Power draw comparison

We also quantified the power draw relating to the training in terms of the average hourly draw of all GPUs (See Fig. 8). Note that this rough measure omits the resting-state power draw of each compute node. We found an almost linear increase in power draw when increasing the number of GPUs. This correlates with the already mentioned very high GPU utilization as well as speedup. These findings imply that total energy for training our network for 100 epochs stays the same - no matter how many GPUs we use. Summarizing, Horovod has proven to be an excellent choice for the distributed training of physics-informed neural networks since training is compute bound.
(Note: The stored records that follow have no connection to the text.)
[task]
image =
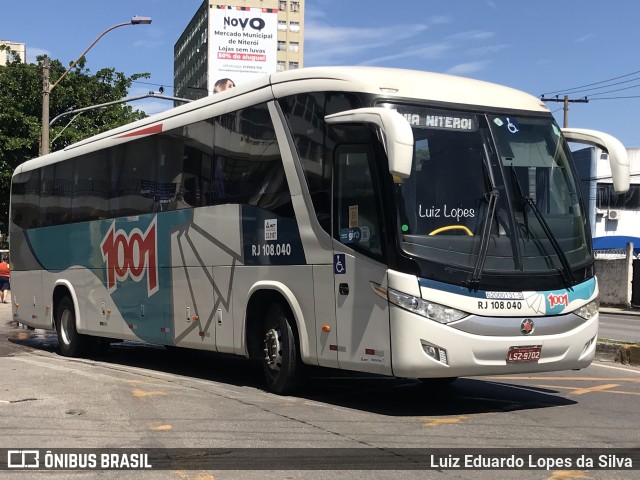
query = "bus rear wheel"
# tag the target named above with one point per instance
(70, 342)
(280, 362)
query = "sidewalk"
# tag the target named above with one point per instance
(626, 354)
(622, 311)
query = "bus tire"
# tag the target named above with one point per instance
(70, 342)
(280, 362)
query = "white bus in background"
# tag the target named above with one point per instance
(615, 217)
(396, 222)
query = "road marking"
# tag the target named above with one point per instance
(160, 427)
(568, 475)
(436, 422)
(628, 369)
(143, 394)
(576, 379)
(596, 388)
(588, 390)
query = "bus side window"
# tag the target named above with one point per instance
(357, 219)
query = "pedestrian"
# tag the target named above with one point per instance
(223, 84)
(5, 274)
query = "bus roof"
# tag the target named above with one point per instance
(390, 83)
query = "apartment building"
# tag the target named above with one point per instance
(19, 48)
(237, 40)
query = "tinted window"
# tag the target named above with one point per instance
(248, 161)
(133, 181)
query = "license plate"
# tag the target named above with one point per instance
(524, 354)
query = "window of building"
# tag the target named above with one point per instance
(607, 198)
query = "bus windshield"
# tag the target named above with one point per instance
(491, 193)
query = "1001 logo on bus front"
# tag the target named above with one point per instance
(130, 255)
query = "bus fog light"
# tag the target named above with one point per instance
(589, 310)
(431, 310)
(437, 353)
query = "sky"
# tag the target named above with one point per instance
(553, 47)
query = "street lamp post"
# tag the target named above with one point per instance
(47, 86)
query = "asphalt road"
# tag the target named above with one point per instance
(144, 397)
(622, 326)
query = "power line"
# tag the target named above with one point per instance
(616, 90)
(566, 100)
(571, 90)
(606, 86)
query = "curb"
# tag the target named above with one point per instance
(625, 354)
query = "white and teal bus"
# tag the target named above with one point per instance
(396, 222)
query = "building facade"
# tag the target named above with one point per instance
(237, 40)
(614, 218)
(5, 53)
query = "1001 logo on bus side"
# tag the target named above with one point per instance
(129, 255)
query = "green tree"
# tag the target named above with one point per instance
(21, 112)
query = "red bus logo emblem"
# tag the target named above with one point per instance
(555, 299)
(129, 255)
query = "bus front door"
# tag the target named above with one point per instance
(362, 316)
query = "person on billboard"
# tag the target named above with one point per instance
(223, 84)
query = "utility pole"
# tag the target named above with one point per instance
(566, 100)
(46, 94)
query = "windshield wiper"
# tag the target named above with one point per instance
(492, 201)
(566, 268)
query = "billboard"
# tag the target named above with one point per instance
(244, 43)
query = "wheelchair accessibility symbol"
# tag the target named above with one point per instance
(339, 265)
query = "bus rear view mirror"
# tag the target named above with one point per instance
(618, 158)
(398, 135)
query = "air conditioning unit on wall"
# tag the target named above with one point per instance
(614, 214)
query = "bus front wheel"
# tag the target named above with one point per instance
(280, 362)
(70, 342)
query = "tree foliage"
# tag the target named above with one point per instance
(21, 112)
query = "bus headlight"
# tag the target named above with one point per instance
(589, 310)
(431, 310)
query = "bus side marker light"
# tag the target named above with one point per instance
(437, 353)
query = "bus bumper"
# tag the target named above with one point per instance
(414, 339)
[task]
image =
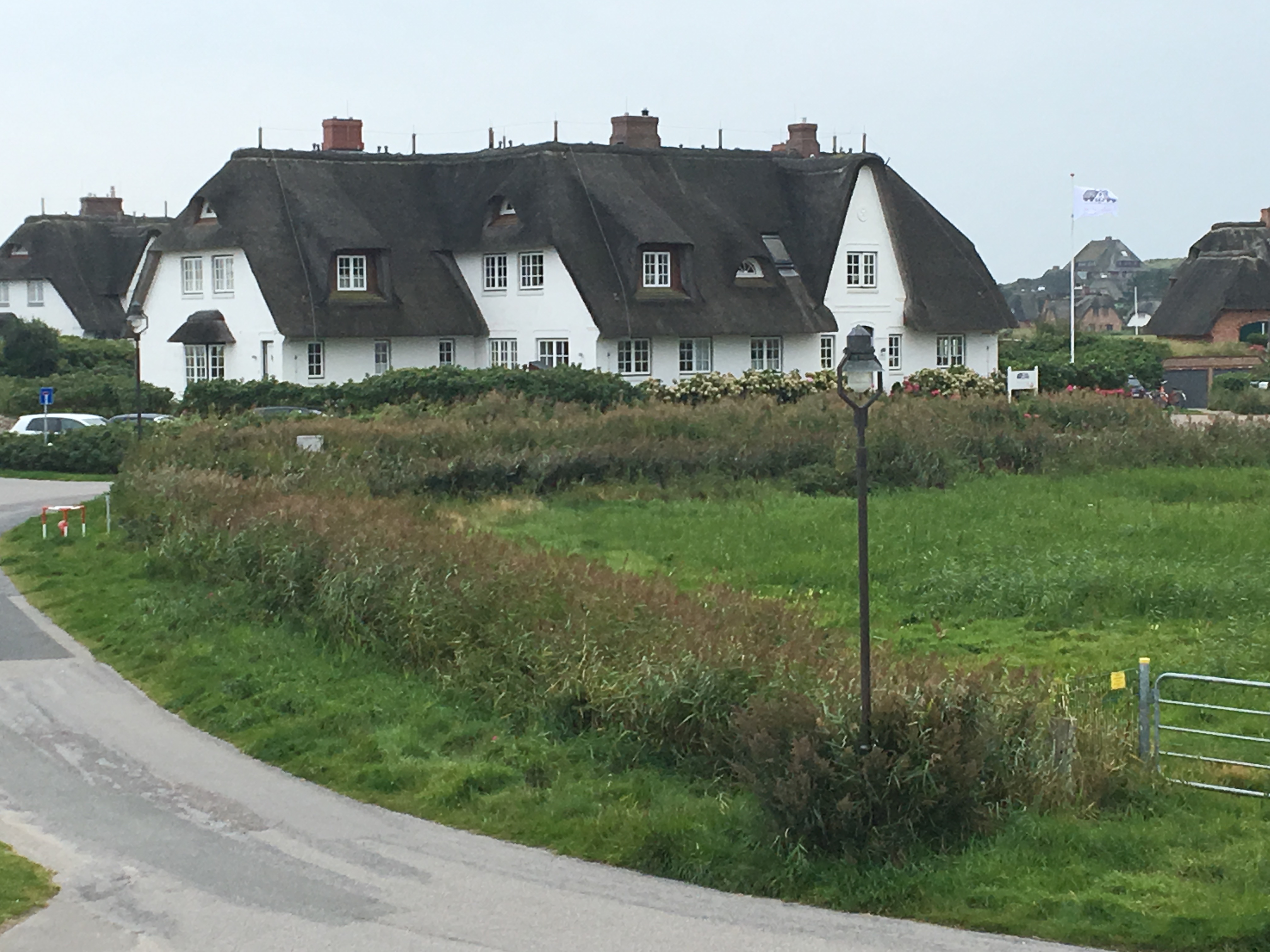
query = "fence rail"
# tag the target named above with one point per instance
(1161, 730)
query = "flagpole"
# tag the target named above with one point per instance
(1073, 276)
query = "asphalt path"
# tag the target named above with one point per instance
(167, 840)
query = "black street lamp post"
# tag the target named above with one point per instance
(859, 357)
(138, 324)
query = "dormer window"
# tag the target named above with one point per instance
(660, 268)
(502, 211)
(351, 273)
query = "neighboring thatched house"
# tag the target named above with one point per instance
(1222, 291)
(74, 272)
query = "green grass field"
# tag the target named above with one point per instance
(1084, 574)
(23, 887)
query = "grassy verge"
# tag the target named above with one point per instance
(63, 477)
(23, 887)
(1160, 871)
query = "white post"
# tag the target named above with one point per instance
(1073, 276)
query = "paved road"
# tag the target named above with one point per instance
(167, 840)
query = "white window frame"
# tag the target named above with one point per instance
(636, 357)
(765, 353)
(502, 352)
(696, 354)
(315, 353)
(192, 277)
(554, 352)
(895, 352)
(657, 269)
(223, 275)
(495, 275)
(351, 273)
(533, 267)
(196, 364)
(950, 351)
(828, 352)
(863, 269)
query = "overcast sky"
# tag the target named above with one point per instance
(985, 106)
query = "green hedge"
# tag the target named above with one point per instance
(1104, 361)
(89, 450)
(432, 385)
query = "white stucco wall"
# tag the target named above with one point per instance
(54, 311)
(244, 309)
(556, 311)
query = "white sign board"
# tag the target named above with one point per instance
(1021, 380)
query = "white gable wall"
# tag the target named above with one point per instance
(244, 309)
(554, 311)
(883, 308)
(54, 311)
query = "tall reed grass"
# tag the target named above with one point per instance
(716, 683)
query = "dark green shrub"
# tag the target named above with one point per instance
(88, 450)
(426, 385)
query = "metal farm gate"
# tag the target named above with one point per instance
(1230, 738)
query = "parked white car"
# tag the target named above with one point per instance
(33, 424)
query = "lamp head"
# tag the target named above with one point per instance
(138, 320)
(859, 356)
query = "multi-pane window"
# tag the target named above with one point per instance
(657, 269)
(496, 273)
(196, 362)
(350, 275)
(554, 353)
(765, 353)
(502, 352)
(694, 354)
(531, 271)
(633, 356)
(223, 275)
(893, 352)
(317, 360)
(950, 351)
(861, 269)
(192, 276)
(205, 362)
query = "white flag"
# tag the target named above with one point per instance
(1093, 201)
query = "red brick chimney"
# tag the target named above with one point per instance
(802, 143)
(636, 131)
(102, 206)
(342, 134)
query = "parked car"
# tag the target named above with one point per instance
(146, 418)
(275, 412)
(33, 424)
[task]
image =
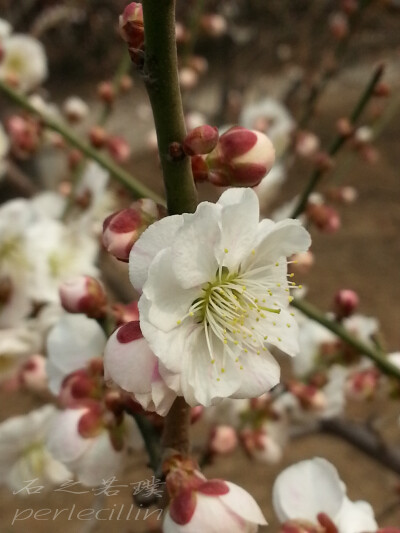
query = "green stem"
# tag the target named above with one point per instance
(376, 356)
(162, 82)
(161, 75)
(118, 173)
(339, 141)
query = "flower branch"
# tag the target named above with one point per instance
(118, 173)
(378, 358)
(340, 140)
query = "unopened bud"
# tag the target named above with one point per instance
(106, 92)
(98, 136)
(75, 109)
(119, 149)
(214, 25)
(24, 134)
(32, 373)
(363, 385)
(199, 168)
(122, 229)
(307, 144)
(346, 303)
(131, 27)
(223, 440)
(125, 313)
(241, 158)
(83, 294)
(339, 25)
(201, 140)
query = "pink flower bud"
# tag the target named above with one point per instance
(132, 28)
(83, 294)
(75, 109)
(345, 303)
(119, 149)
(122, 229)
(125, 313)
(241, 158)
(339, 25)
(223, 440)
(324, 217)
(201, 140)
(363, 385)
(199, 168)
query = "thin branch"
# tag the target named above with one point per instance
(339, 141)
(118, 173)
(377, 357)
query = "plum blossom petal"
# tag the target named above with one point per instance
(205, 305)
(158, 236)
(307, 488)
(71, 343)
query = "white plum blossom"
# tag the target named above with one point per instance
(216, 296)
(60, 252)
(310, 487)
(129, 362)
(24, 61)
(71, 344)
(4, 147)
(92, 459)
(23, 452)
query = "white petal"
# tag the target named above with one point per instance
(355, 517)
(241, 502)
(169, 302)
(73, 341)
(194, 262)
(239, 221)
(158, 236)
(307, 488)
(283, 240)
(259, 374)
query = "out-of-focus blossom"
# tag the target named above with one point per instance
(71, 344)
(24, 62)
(312, 487)
(23, 452)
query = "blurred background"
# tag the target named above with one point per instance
(287, 51)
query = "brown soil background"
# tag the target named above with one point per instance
(363, 255)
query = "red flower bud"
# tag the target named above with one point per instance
(241, 158)
(131, 28)
(106, 92)
(119, 149)
(122, 229)
(201, 140)
(345, 303)
(83, 294)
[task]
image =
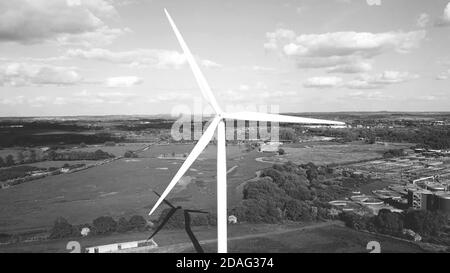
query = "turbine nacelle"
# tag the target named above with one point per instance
(218, 123)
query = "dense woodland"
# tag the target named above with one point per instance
(434, 137)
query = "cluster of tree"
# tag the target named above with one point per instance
(285, 191)
(146, 124)
(30, 138)
(130, 154)
(22, 157)
(16, 172)
(101, 225)
(77, 155)
(177, 220)
(426, 136)
(7, 162)
(288, 134)
(393, 153)
(426, 223)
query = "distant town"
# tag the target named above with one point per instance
(382, 175)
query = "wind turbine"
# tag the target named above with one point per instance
(218, 122)
(187, 223)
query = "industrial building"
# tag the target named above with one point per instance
(122, 247)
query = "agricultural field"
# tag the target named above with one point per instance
(323, 154)
(124, 187)
(330, 239)
(120, 188)
(246, 238)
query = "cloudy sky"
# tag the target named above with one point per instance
(90, 57)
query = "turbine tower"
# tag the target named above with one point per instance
(218, 123)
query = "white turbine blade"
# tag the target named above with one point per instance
(201, 144)
(257, 116)
(222, 217)
(204, 86)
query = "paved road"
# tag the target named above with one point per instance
(177, 248)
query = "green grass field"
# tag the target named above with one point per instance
(124, 187)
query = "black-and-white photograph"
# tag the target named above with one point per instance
(224, 126)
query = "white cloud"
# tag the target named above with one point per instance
(366, 81)
(365, 95)
(210, 64)
(35, 21)
(157, 58)
(356, 67)
(23, 74)
(123, 81)
(445, 19)
(323, 82)
(340, 51)
(363, 81)
(423, 20)
(443, 76)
Note that the linear scalability has an upper bound caused by the time needed to perform the ring-allreduce and the splitting of the data.

4.4 Discussion

The experimental results of this paper agree with theoretical results on convergence of PINNs for parabolic and elliptic partial differential equations [6] even for large two-dimensional problems such as the quantum harmonic oscillator. This benchmark datasetFootnote 1 provides all means for a comprehensive assessment of approximation error as well as scalability due to the availability of an analytic solution while the smoothness of the solution can be altered by frequency \(\omega \) of the QHO. The approximated solution of Physics-informed neural networks approached the quality of state-of-the-art spectral solvers for the QHO [11]. The training time of PINN or GatedPINN is not competitive to the runtime of spectral solvers for one 2D simulation. However, PINN enable warm-starting simulations by transfer learning techniques, integrating parameters (e.g. \(\omega \) in our case) or Physics-informed solutions to inverse problems [12] making that approach more flexible than traditional solvers. The former two approaches might tackle that challenge by learning complex relationships among parameters [13] or adapting a simulation to a new configuration at faster training time than learning it from scratch while the latter might pave the way for future experimental usage. The GatedPINN architecture finally allows us to approach higher dimensional data when training physics-informed neural networks by training k sub-PINN each representing a certain fraction of the computational domain at 1/k of the total PINN capacity. GatedPINN preserve the accuracy of PINN while the training time was reduced by 40% (Table 3). This effect will become even more evident for 3D or higher dimensional problems. Limiting the computational blowup of PINN and retaining linear speedup (see Fig. 7) are crucial steps towards the applications of physics-informed neural networks on e.g. three-dimensional or complex and coupled partial differential equations.

5 Conclusion

Physics-informed neural networks denote a recent general purpose vehicle for machine learning assisted solving of partial differential equations. These neural solvers are solely trained on initial conditions while the time-dependent solution is recovered by solving an optimization problem. However, a major bottleneck of neural solvers is the high demand in capacity for representing the solution which relates to the size, dimension and complexity of the compute domain. In this work, we approach that issue by learning a domain decomposition and utilizing multiple tiny neural networks. GatedPINNs basically reduce the number of parameters per unit volume of our compute domain which reduces the training time while almost retaining the accuracy of the baseline neural solver. We find these results on a novel benchmark based on the 2D quantum harmonic oscillator. Additionally, GatedPINN estimate high-quality solutions of the physical system while the speedup is almost linear even for a large amount of GPUs.